As for the rest of it, it doesn't really seem to me that there is any particular need for some of these fields to be final anyway. I just wrote them initially like that, thinking that there was more clarity that way, but if it causes a problem, just get rid of the "final" modifier, I would say. Them being private is plenty good enough, it seems to me.

Gravelbones commented 2 years ago

There should be a way to do character set conversion on the way in, but leave all the other munging to the lexer. The project I am working on, works on files that dates many decades back. Before Unicode came along. Yes, I do have to figure out, which of the many DOS codepages or any of the other character sets, most people have long forgotten, was used.
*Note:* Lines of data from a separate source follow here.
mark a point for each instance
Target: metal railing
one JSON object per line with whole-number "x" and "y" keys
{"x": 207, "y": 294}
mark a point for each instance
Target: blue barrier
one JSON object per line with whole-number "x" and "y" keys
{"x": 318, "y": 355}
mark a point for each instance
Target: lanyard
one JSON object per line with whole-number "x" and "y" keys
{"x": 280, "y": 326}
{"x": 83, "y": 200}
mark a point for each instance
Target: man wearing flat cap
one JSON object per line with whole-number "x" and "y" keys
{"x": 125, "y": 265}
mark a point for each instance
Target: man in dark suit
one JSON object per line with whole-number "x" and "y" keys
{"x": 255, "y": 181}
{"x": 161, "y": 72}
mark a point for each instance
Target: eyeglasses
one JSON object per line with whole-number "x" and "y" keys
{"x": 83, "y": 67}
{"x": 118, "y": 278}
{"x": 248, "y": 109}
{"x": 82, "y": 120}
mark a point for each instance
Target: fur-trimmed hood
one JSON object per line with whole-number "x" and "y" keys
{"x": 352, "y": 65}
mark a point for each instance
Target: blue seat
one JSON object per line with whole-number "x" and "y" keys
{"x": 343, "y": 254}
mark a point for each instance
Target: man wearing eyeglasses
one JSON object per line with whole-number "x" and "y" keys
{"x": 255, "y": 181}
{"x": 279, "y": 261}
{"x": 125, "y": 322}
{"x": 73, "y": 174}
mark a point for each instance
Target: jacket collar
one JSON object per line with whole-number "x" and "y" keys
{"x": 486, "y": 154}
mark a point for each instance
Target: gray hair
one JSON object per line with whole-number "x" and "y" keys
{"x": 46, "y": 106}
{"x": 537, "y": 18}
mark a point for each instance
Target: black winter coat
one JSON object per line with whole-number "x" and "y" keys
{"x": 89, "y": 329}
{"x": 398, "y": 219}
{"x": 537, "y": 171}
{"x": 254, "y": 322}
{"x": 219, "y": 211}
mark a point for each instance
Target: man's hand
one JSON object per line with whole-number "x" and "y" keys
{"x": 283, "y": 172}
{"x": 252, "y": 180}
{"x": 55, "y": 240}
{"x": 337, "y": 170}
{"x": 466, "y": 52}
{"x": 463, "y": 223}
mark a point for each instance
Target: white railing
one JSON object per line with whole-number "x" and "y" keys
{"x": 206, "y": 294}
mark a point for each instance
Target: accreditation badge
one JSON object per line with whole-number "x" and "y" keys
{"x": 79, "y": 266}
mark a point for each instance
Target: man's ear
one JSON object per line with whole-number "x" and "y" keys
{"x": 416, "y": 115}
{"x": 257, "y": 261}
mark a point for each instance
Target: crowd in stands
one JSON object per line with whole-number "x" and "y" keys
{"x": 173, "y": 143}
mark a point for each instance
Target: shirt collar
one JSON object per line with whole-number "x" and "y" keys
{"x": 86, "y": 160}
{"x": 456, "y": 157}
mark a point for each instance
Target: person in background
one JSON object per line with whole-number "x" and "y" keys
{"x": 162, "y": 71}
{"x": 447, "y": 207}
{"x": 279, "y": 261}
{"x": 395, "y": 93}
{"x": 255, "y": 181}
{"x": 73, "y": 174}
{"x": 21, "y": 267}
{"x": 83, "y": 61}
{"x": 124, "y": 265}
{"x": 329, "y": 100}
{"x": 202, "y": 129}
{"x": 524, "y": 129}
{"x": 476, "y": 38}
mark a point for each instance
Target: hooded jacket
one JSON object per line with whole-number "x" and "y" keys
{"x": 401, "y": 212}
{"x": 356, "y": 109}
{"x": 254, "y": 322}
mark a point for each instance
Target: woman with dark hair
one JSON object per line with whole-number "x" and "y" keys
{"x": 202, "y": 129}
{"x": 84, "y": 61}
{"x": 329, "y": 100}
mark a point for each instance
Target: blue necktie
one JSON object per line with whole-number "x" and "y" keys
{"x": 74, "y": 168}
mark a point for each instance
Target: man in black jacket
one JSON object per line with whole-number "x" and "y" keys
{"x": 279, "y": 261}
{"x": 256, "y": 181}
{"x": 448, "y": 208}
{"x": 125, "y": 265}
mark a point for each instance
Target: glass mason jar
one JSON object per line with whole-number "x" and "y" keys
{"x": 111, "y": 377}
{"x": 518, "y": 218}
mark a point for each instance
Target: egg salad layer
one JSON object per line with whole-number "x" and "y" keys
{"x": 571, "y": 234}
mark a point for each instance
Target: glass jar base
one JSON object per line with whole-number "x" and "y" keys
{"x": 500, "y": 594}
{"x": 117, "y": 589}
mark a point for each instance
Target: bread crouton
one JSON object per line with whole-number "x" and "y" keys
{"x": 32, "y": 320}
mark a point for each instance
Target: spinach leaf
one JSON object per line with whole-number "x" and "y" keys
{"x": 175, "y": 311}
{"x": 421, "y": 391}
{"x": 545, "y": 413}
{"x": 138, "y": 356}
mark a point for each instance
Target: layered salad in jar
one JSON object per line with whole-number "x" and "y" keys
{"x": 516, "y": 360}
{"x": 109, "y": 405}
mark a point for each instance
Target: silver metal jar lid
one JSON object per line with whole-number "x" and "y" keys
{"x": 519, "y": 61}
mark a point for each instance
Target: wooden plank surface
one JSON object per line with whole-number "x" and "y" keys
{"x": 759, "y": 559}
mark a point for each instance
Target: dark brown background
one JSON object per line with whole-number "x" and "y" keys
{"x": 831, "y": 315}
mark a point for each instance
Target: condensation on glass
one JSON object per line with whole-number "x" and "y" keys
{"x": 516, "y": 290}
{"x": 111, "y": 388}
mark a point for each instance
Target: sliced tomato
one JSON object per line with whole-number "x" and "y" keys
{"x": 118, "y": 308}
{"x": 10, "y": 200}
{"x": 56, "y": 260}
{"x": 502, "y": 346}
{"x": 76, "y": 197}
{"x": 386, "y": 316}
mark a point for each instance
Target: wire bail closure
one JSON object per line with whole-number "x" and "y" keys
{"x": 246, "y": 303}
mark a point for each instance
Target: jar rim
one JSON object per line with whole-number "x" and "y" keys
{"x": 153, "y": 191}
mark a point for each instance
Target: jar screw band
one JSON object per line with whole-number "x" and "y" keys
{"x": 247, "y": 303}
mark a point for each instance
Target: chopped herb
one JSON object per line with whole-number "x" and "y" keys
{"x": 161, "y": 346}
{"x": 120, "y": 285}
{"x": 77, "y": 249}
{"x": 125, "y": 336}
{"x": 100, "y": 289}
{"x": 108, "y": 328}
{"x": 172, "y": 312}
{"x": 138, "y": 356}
But even today there are other characters sets than unicode, frigging windows comes to mind, with their codepage 1252. But also https://en.wikipedia.org/wiki/MARC-8 from Library of Congress, In my previous job, we had around 8 different character encodings in our input, over a decade after unicode. So to keep this project valuable you should be careful to assume, everyone uses unicode. But the main problem of this issue, is still the initialization. The C/C++ preprocessor I am working on, will need to initialize some predefined symbols. Best done in one place.